Abstract # 84:

Scheduled for Saturday, September 17, 2011 07:00 PM-09:00 PM: Session 14 (Salon G (Sixth Floor)) Poster Presentation


PARASITE PREVALENCE IN FREE-RANGING MANTLED HOWLER MONKEYS (ALOUATTA PALLIATA), LA SUERTE BIOLOGICAL FIELD STATION, COSTA RICA

D. Sharpe1, T. Vratanina1, B. Cudmore2 and K. Markham3
1The University of Georgia, Department of Psychology, Athens, GA 30601, USA, 2University of Oregon, 3George Washington University
line
     

Previous research has demonstrated that factors associated with habitat fragmentation, such as fragment size, habitat degradation, and human presence, influence both parasite prevalence and richness in monkeys. The current research explored parasite prevalence in three troops of mantled howler monkeys (Alouatta palliata) at La Suerte Biological Field Station, Costa Rica.
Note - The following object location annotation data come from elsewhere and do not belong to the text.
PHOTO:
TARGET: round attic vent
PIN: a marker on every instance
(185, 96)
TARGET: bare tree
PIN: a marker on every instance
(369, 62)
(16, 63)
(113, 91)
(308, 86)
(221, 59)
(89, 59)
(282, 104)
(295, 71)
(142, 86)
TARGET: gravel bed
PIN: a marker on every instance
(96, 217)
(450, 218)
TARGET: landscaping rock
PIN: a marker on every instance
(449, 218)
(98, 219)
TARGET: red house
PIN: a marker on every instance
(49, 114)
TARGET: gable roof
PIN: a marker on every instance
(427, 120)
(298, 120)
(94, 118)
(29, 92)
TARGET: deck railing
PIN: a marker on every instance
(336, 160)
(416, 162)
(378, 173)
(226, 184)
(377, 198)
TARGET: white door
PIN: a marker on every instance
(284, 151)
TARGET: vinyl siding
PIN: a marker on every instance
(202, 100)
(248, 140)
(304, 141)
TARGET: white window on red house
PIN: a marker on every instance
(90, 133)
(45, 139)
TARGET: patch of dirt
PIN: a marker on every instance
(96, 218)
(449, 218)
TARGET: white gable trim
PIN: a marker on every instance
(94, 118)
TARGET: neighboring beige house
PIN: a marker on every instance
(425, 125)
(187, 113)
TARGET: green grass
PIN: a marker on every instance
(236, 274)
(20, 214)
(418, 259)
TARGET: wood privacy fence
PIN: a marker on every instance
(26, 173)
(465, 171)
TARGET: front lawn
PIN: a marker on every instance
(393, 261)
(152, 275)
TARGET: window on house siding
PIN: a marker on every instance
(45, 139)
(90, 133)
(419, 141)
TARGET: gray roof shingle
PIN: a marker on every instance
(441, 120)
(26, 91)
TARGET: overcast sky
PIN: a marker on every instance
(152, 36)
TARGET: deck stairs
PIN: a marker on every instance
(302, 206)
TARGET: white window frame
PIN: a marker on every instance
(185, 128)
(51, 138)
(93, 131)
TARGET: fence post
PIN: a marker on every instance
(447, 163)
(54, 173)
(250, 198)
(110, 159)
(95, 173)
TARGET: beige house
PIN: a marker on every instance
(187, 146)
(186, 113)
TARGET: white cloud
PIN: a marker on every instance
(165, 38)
We hypothesized that monkeys residing in a small forest fragment (20 ha, primary vegetation) would have higher parasite prevalence than monkeys in a large forest fragment (200 ha, secondary vegetation) due to smaller home range sizes and higher conspecific density. Fecal samples from two troops of monkeys in the small fragment (troops A and B = 24 samples each) and one troop in the large fragment (troop G = 22 samples) were analyzed for parasites using fecal sedimentation and flotation procedures. Pinworm eggs and Strongylid sp. eggs and worms were present. Samples were divided into low prevalence (0–100) and high prevalence (100+) for comparison. There was no significant difference in parasite prevalence among the three troops, ?2(2, N = 70) = .0157, p = .99. This may be due to the proximity of each troops’ home range to the La Suerte river and agricultural fields. Additionally, the smaller fragment was populated by more Ficus trees which have been suggested to be used by monkeys to self-medicate.